Although the Internet's been burning up since Wednesday afternoon about Miley Cyrus as the face of the spring-summer 2014 Marc Jacobs advertising campaign (which we noted in Thursday morning's fashion news roundup), our efforts to get an image from the campaign were thwarted. (At least one we had permission to republish.)
Until Thursday morning, that is, when Marc Jacobs sent along the above photo, shot by David Sims, which depicts a pouty Cyrus gazing (glowering?) into the camera as she sits on a cloudy beach wearing a pair of what appear to be burgundy shorts with a black floral embroidery design and a blue officer's jacket with black beaded details. A female model lies next to her on the sand, another lurks in the background.
It's the same photo that's been making the rounds online, though we expect once the spring-summer campaign is in full swing, there will be a variety of images.
(The campaign is expected to break in the February print editions of various magazines -- including Nylon, which is apparently where a sharp-eyed follower of fashion saw it Wednesday and launched it into cyberspace.)
When we took a look back at Los Angeles Times fashion critic Booth Moore's review of Jacobs' spring-summer 2014 runway show (see link below), we couldn't believe how perfectly the tenor of the show matches the public perception of Ms. Wrecking Ball.

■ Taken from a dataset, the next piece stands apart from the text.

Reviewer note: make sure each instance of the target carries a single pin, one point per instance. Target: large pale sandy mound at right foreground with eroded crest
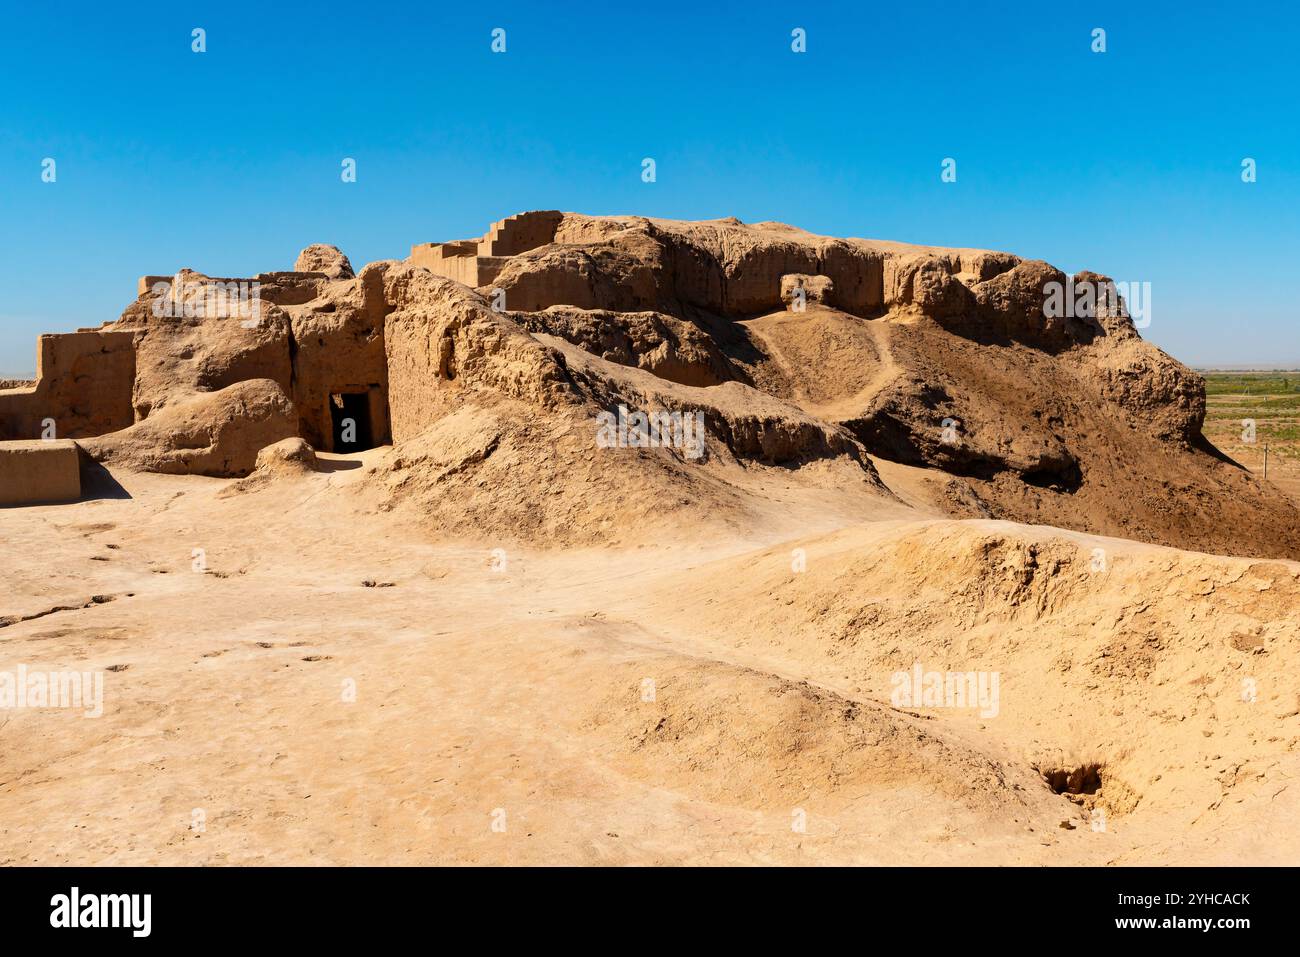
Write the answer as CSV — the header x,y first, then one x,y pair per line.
x,y
1167,670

Moore's capsule review starts: "Junkyard pirates? Shipwrecked chic? Paradise lost? Who knows exactly what Marc Jacobs was trying to say with his spring 2014 collection, which closed out New York Fashion Week on Thursday night. But it was cool as hell."
After describing the collection, she closes with this:
"The verdict: Jacobs has no match when it comes to creating a sense of theater and place in fashion. The runway conjured a shipwrecked brothel-on-the-beach with black sand, empty liquor bottles and cigarette butts, beach chairs and even the moored mast of a ship. But this season, the sum of the whole did not overshadow the parts. There were a lot of pieces with street swagger to pull out and wear."
Will the sum of Cyrus' over-the-top pop-culture presence in the campaign overshadow the parts (i.e. the clothes in the collection)? Sure, it's possible, but we don't think so.
Ad campaigns are most successful when there's grade-A steak behind the sizzle and, based on Moore's assessment of the collection, Marc Jacobs once again got some grade-A choice cuts coming down the pike.